Огаст присел рядом с ним — он прекрасно понимал, о чем толкует медик: он тоже частенько чувствовал себя «хромой уткой» в аристократических компаниях, из-за того что не мог опереться на мощное генеалогическое древо, хуже того — не знал, кто его настоящие родители.

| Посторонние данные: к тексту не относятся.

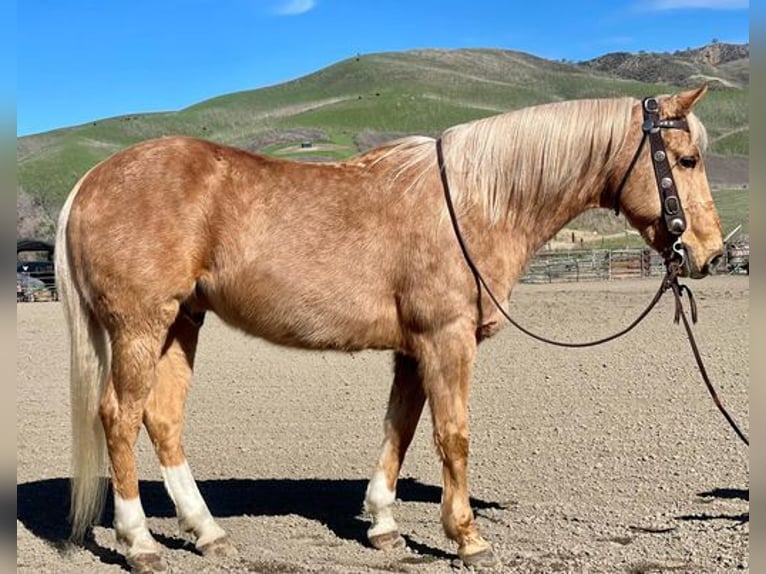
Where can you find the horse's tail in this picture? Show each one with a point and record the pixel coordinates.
(88, 372)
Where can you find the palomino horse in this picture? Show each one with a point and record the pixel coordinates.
(350, 255)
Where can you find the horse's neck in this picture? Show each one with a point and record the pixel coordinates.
(526, 231)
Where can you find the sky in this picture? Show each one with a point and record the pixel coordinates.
(85, 60)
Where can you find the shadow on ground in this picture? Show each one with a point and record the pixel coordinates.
(42, 506)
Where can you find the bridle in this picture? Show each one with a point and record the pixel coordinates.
(675, 223)
(672, 211)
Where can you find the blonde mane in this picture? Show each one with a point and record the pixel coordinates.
(511, 162)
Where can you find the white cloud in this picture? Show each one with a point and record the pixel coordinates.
(295, 7)
(703, 4)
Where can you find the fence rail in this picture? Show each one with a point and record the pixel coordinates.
(607, 264)
(37, 283)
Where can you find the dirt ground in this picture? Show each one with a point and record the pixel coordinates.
(604, 460)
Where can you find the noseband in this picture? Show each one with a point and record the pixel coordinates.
(672, 212)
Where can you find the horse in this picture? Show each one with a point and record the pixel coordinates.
(348, 255)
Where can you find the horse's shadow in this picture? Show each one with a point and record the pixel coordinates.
(42, 506)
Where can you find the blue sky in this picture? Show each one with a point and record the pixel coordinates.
(83, 60)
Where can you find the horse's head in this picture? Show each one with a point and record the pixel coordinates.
(665, 193)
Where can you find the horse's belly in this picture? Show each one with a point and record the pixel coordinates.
(313, 320)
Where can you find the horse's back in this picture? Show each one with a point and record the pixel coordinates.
(301, 254)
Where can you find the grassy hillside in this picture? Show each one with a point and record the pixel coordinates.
(422, 91)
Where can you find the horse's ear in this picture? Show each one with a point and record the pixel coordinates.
(681, 104)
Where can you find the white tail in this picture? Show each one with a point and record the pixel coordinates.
(89, 369)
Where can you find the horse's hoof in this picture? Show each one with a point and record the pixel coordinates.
(481, 560)
(218, 549)
(146, 563)
(388, 541)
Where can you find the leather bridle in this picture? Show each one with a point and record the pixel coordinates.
(675, 222)
(672, 211)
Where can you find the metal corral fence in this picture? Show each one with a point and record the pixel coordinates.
(607, 264)
(35, 280)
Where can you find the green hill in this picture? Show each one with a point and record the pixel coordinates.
(345, 108)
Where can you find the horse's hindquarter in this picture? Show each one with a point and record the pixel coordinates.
(311, 255)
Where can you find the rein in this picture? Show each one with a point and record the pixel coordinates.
(673, 216)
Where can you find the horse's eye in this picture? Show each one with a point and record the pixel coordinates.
(688, 161)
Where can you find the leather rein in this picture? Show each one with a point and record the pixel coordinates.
(675, 223)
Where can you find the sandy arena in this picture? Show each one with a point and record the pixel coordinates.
(604, 460)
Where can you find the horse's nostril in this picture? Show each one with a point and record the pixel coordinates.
(713, 263)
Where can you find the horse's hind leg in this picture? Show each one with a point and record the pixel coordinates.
(405, 405)
(136, 349)
(163, 418)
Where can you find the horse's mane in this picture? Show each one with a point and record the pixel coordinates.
(526, 157)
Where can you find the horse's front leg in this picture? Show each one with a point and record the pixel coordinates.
(447, 366)
(405, 404)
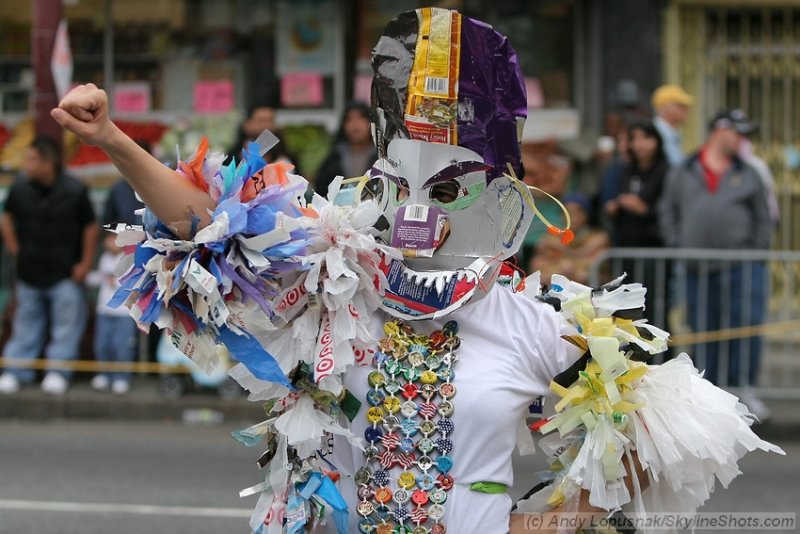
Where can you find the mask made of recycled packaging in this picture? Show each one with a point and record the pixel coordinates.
(448, 104)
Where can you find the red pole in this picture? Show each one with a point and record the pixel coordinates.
(46, 16)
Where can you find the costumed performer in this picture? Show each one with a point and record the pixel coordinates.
(373, 325)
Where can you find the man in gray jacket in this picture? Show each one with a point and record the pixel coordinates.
(714, 200)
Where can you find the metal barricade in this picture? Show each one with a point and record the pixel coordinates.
(735, 312)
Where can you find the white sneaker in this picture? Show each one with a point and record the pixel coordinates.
(120, 387)
(9, 384)
(54, 384)
(756, 406)
(100, 382)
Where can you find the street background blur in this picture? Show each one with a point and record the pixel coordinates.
(158, 457)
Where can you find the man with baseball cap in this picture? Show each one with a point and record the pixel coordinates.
(671, 104)
(715, 200)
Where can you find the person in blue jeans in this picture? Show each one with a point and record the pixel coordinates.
(715, 200)
(115, 334)
(732, 297)
(49, 229)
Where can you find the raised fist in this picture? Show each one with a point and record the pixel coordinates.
(84, 112)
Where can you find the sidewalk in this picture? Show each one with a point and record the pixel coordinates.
(144, 402)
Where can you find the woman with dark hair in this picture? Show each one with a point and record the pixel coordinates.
(353, 152)
(633, 211)
(261, 117)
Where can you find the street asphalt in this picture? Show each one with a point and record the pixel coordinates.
(92, 463)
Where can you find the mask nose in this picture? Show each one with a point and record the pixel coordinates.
(420, 230)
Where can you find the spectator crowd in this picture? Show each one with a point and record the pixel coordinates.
(636, 186)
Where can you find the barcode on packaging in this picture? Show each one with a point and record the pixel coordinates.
(416, 213)
(436, 86)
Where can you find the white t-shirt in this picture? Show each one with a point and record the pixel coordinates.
(511, 348)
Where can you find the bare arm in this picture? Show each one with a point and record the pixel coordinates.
(9, 234)
(84, 111)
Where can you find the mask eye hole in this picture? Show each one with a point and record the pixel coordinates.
(403, 189)
(373, 189)
(445, 192)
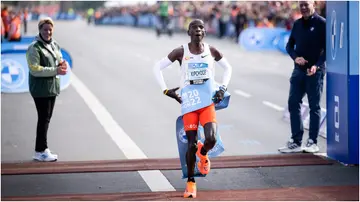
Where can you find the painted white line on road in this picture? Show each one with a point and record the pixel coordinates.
(242, 93)
(274, 106)
(143, 57)
(154, 179)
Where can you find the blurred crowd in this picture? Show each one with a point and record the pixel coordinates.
(218, 14)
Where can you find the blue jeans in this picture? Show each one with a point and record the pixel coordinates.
(300, 84)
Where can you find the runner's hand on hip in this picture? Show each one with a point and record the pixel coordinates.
(219, 96)
(172, 93)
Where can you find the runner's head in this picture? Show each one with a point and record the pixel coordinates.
(196, 30)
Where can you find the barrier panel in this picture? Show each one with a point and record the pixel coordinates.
(342, 44)
(258, 39)
(15, 71)
(24, 39)
(183, 144)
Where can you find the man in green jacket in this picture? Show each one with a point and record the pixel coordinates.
(45, 63)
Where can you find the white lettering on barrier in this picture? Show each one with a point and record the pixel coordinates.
(337, 117)
(191, 98)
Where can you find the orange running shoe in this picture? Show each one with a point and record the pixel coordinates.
(204, 163)
(190, 191)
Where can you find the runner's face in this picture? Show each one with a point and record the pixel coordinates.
(46, 31)
(306, 8)
(197, 30)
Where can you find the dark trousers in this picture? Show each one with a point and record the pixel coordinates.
(44, 107)
(300, 84)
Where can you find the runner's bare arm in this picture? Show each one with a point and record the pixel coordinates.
(165, 62)
(222, 61)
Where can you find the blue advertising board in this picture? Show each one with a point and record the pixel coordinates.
(15, 71)
(257, 39)
(342, 87)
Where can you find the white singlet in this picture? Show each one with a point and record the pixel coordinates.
(195, 67)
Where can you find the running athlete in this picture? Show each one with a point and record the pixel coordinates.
(198, 95)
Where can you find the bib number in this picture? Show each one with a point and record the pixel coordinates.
(191, 98)
(197, 74)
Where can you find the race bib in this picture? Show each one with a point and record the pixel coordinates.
(197, 74)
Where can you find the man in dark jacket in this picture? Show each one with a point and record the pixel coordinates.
(308, 35)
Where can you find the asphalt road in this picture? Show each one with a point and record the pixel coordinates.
(114, 108)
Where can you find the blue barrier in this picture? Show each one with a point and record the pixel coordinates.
(183, 144)
(15, 72)
(258, 39)
(342, 25)
(24, 39)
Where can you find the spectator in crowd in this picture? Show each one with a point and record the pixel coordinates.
(45, 64)
(308, 35)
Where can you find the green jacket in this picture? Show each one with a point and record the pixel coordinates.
(43, 59)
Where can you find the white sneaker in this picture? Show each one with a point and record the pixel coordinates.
(290, 147)
(311, 147)
(45, 156)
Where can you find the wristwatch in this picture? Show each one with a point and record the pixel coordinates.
(223, 88)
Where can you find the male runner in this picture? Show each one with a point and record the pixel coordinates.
(198, 95)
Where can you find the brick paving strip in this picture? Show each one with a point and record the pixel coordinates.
(323, 193)
(278, 160)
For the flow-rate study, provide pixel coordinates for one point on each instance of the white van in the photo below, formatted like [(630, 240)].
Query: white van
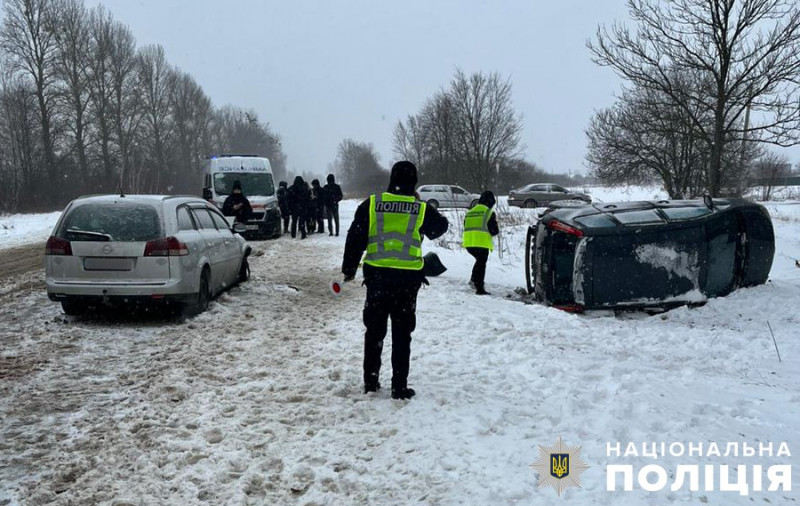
[(258, 185)]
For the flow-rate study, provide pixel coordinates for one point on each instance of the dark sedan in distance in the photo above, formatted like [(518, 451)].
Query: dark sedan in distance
[(542, 194)]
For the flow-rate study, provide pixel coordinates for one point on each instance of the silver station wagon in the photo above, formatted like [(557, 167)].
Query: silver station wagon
[(115, 249)]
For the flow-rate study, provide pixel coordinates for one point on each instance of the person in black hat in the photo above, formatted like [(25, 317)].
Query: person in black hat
[(298, 197), (318, 196), (333, 195), (237, 205), (392, 270), (283, 204)]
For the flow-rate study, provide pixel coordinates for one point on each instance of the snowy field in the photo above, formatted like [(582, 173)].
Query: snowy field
[(18, 229), (259, 400)]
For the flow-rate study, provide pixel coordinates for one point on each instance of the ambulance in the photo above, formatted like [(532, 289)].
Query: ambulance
[(258, 185)]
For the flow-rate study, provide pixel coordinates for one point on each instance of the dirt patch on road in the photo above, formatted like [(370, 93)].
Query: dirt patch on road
[(14, 261), (21, 267)]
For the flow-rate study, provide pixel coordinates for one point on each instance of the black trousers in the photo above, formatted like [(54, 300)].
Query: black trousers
[(479, 269), (398, 302), (286, 218), (298, 219), (332, 213)]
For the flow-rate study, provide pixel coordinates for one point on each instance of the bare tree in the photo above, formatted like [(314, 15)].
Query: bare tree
[(769, 172), (358, 167), (156, 78), (125, 92), (73, 39), (643, 138), (192, 116), (28, 40), (487, 126), (746, 51)]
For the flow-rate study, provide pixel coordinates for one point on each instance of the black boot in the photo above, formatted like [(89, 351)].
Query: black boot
[(402, 393)]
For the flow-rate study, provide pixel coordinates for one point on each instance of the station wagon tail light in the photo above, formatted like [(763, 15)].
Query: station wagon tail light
[(563, 227), (571, 308), (166, 247), (58, 246)]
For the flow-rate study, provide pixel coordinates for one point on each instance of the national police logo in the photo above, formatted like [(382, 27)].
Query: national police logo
[(559, 466)]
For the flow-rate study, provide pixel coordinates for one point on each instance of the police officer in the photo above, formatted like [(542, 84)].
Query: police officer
[(480, 225), (390, 227)]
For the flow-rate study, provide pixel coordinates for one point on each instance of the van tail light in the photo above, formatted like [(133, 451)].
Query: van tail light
[(58, 246), (166, 247), (563, 227), (571, 308)]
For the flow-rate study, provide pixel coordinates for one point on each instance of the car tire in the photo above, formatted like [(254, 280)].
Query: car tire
[(530, 282), (202, 298), (73, 308), (244, 271)]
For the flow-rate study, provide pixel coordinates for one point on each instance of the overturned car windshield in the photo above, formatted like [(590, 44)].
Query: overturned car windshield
[(111, 222)]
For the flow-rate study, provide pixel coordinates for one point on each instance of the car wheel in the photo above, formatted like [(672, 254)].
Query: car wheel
[(244, 271), (73, 308), (530, 244)]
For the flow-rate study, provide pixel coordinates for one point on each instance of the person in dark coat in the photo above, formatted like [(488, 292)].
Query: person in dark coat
[(333, 195), (318, 196), (391, 292), (481, 254), (237, 204), (298, 198), (283, 204)]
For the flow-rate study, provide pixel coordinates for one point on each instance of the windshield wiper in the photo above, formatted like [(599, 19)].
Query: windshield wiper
[(99, 236)]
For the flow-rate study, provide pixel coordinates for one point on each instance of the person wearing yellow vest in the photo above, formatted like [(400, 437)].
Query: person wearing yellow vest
[(389, 228), (480, 225)]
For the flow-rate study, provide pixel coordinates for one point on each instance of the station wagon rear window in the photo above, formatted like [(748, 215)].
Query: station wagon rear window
[(685, 213), (645, 217), (111, 222), (596, 221)]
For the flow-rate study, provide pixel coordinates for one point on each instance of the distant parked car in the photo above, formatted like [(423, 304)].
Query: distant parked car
[(440, 195), (142, 248), (542, 194), (647, 254)]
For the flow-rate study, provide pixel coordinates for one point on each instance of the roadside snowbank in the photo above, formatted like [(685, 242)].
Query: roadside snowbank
[(19, 229)]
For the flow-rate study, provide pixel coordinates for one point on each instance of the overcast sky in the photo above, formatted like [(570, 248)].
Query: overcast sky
[(322, 71)]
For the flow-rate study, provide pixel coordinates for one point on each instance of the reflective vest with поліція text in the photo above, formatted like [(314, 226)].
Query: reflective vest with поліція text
[(394, 240)]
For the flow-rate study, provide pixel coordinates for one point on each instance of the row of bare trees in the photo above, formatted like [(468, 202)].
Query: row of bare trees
[(84, 110), (468, 134), (709, 83)]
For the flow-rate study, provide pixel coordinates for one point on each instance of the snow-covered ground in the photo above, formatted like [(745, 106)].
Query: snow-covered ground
[(259, 400), (18, 229)]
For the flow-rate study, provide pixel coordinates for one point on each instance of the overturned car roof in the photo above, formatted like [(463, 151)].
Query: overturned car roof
[(608, 218)]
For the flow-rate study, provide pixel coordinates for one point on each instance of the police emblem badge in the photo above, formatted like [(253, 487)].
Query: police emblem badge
[(559, 466)]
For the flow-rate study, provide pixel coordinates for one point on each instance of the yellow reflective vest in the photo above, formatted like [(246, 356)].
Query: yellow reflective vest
[(476, 228), (394, 240)]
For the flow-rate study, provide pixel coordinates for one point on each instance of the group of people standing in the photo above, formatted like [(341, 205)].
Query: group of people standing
[(307, 207)]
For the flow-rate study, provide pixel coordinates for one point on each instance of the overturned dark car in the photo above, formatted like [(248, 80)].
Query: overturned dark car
[(647, 255)]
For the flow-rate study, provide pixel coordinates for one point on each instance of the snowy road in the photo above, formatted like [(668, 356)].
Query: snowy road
[(258, 401)]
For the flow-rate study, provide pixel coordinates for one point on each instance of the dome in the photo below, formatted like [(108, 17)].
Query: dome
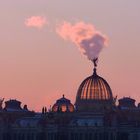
[(63, 105), (92, 91)]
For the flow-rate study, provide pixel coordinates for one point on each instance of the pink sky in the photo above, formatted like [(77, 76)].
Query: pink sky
[(37, 66)]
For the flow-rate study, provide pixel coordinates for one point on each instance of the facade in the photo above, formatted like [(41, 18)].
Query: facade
[(95, 116)]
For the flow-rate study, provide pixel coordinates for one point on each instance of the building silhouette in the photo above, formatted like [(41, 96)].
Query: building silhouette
[(94, 116)]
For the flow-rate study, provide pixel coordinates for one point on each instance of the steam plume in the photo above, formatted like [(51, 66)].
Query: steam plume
[(36, 22), (85, 36)]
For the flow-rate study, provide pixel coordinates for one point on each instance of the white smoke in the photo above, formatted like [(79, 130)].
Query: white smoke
[(85, 36)]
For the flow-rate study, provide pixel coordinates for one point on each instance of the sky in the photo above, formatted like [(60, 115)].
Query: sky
[(38, 66)]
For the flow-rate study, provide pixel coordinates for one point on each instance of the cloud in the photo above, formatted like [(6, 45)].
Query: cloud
[(85, 36), (36, 22)]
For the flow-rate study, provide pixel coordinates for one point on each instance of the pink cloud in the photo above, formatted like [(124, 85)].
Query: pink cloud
[(85, 36), (36, 22)]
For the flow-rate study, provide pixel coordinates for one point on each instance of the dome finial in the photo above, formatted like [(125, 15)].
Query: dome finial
[(95, 60)]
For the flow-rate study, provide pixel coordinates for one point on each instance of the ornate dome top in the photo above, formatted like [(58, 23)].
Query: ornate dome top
[(94, 90), (63, 105)]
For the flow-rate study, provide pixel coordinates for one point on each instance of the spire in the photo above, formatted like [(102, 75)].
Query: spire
[(95, 60)]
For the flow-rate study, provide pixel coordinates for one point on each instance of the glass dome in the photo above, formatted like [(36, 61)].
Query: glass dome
[(94, 88), (63, 105), (94, 92)]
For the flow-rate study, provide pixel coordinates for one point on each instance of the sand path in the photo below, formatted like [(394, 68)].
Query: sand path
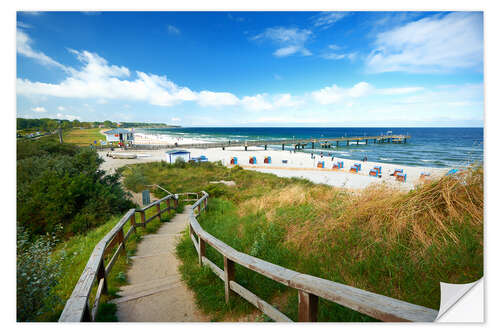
[(155, 292)]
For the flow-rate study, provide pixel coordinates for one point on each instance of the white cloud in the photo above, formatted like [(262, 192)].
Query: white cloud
[(289, 40), (24, 48), (99, 80), (209, 98), (433, 44), (173, 30), (235, 18), (258, 102), (339, 56), (23, 25), (287, 100), (327, 19), (336, 94), (399, 91), (39, 109), (67, 116)]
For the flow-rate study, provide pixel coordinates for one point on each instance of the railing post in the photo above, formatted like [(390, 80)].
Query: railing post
[(158, 209), (132, 221), (308, 307), (202, 246), (228, 276), (101, 274), (143, 218), (121, 239), (86, 313)]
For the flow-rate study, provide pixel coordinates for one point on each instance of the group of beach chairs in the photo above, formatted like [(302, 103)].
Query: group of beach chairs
[(251, 160), (399, 175)]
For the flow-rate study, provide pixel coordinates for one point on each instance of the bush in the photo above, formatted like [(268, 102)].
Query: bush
[(62, 184), (37, 275)]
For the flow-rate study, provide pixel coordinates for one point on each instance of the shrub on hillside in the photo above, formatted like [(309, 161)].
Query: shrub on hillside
[(37, 275), (62, 184)]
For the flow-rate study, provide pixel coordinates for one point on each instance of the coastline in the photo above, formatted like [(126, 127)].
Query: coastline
[(298, 164)]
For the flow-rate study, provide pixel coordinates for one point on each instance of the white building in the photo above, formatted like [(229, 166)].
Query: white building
[(119, 134)]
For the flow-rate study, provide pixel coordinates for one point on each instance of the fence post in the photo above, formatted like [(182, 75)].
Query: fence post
[(121, 239), (101, 274), (86, 313), (228, 276), (202, 246), (158, 209), (308, 307), (132, 221)]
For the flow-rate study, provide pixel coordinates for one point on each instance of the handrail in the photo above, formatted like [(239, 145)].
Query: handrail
[(77, 307), (310, 288)]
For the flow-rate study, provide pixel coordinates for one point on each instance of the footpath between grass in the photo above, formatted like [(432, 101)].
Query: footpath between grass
[(392, 243)]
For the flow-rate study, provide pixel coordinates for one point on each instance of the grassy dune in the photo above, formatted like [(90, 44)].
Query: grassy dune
[(84, 137), (389, 242), (74, 253)]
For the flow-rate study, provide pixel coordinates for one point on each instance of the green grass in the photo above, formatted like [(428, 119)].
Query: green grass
[(367, 241), (83, 137), (75, 252)]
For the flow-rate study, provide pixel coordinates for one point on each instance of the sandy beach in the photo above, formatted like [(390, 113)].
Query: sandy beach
[(290, 164)]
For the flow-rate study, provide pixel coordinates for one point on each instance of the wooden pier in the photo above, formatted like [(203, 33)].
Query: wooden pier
[(295, 143)]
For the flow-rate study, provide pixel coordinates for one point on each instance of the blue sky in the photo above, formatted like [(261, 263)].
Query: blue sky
[(253, 68)]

Нет, доктор Рихтер не претендует на сельскую практику почившего коллеги Форестера. Он никогда не оспаривал исключительное право последнего промывать разбитые коленки, вскрывать чирьи и выдирать гнилые зубы у местных аборигенов под вывеской благотворительности — проще говоря, з-а-б-е-с-п-л- а-т-н-о. Потому что господин Рихтер прибыл в Британию с единственной целью — заработать. Хотя по большому счету принимать заманчивое предложение ему не следовало, надо было подыскать себе скромное место в Германии: канцлеры приходят и уходят, а наука остается! Или хотя бы на континенте — в обнищавшем провинциальном университете вольного Данцига или в захудалой клинике Швеции. Скучное, бесперспективное дело, зато безопасное!
— Уезжайте! Уезжайте отсюда, пока еще можете… — заклинал доктор Рихтер. — Чужакам здесь не место. Даже прислуга значит для здешних старожилов больше, чем чужак. Вам никогда не откроют правду о том, что происходит за толстыми стенами родовых гнезд и аккуратными шторками сельских домиков. Если хоть краешек их темной сути выплывет наружу, никто не будет доискиваться до настоящих причин: рука руку моет. Концы спрячут в зыбучий песок, а еще скорее — за спину чужака.
Он живет в этих местах достаточно долго, чтобы понять: затевается что-то недоброе! Он был весьма удивлен, когда леди Делия пригласила его на чай в обществе здешних ноблей, и, конечно, не должен был принимать приглашение; между их оздоровительным заведением и местной общиной уже долгие годы идет тайная война из-за спорных земель. Санаторий — заведение частное, врачи в нем — обыкновенные наемные работники, и, даже если бы они признавали справедливость притязаний, все равно не смогут самочинно размежевать земельные наделы по-новому. Но разве местным упырям втолкуешь такие элементарные вещи?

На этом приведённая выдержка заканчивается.